Une gestion des ressources humaines aberrante
D’ailleurs, pour Claude Béland, la gestion des ressources humaines est la plus grande aberration qui soit, en ce moment, dans les entreprises du Québec. Outre la rémunération exagérée des hauts dirigeants par rapport aux travailleurs, il déplore fermement la précarité des emplois.
« Il y a 15 % d’emplois temporaires dans les entreprises. Sur le plan social, c’est une aberration. Comment voulez-vous que les gens fondent une famille, s’achètent une maison, s’ils ne savent pas ce qui va leur arriver dans six mois? Les humains sont considérés comme une marchandise. J’ai besoin de toi, je te prends, je n’ai plus besoin de toi, je te jette! » selon M. Béland.

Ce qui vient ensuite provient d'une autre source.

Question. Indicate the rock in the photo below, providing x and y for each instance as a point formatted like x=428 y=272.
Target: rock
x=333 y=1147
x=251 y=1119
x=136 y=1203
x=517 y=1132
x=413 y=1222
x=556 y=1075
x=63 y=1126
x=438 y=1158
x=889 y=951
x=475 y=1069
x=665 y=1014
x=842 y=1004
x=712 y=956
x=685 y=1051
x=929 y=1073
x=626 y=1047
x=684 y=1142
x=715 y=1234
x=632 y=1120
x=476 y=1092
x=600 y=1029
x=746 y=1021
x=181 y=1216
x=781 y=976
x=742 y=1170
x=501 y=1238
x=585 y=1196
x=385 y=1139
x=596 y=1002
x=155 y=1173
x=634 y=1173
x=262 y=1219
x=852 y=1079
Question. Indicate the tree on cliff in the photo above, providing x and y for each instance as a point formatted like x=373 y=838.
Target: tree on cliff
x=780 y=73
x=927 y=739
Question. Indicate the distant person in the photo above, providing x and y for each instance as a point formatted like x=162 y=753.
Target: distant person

Année 2009 aux nombreuses victoires
Par ailleurs, le MÉDAC a qualifié son année 2009 « d’assez exceptionnelle » étant donné le nombre de victoires qu’il a célébrées. Une dizaine d’entreprises ont accepté, à la suite d’une proposition de l’organisme, de permettre aux actionnaires de s’exprimer sur leur politique de rémunération des hauts dirigeants. « C’est une grande victoire », a commenté Claude Béland.
Aussi, une nouvelle Loi sur les sociétés par actions a été adoptée à Québec, pour remplacer la Loi sur les compagnies qui n’avait pas connu de mise à jour significative depuis 1981. « Cinq ou six » idées du MÉDAC ont été retenues par le gouvernement, dont celle de permettre aux actionnaires de présenter des propositions lors des assemblées d’actionnaires.
Le MÉDAC a aussi gagné la lutte qu’il mène contre Power Corporation afin de forcer ce holding à divulguer les états financiers de ses filiales. L’organisation « a gagné sur le principe », mais elle devra retourner en cour étant donné que l’entreprise de la famille Desmarais estime qu’une telle transparence lui causerait des préjudices. En février et en mars, Power Corporation devra convaincre le tribunal de ses présomptions, à défaut de quoi ses livres devront être ouverts. « Ça va être fort intéressant, il n’y a pas de jurisprudence en la matière », a lancé Claude Béland. « Plus Power protège ses états financiers, plus on se demande ce qu’il y a de dangereux là-dedans. »
Enfin, l’organisme fondé par Yves Michaud a réussi à doubler son nombre de membres, qui est passé à quelque 2 000.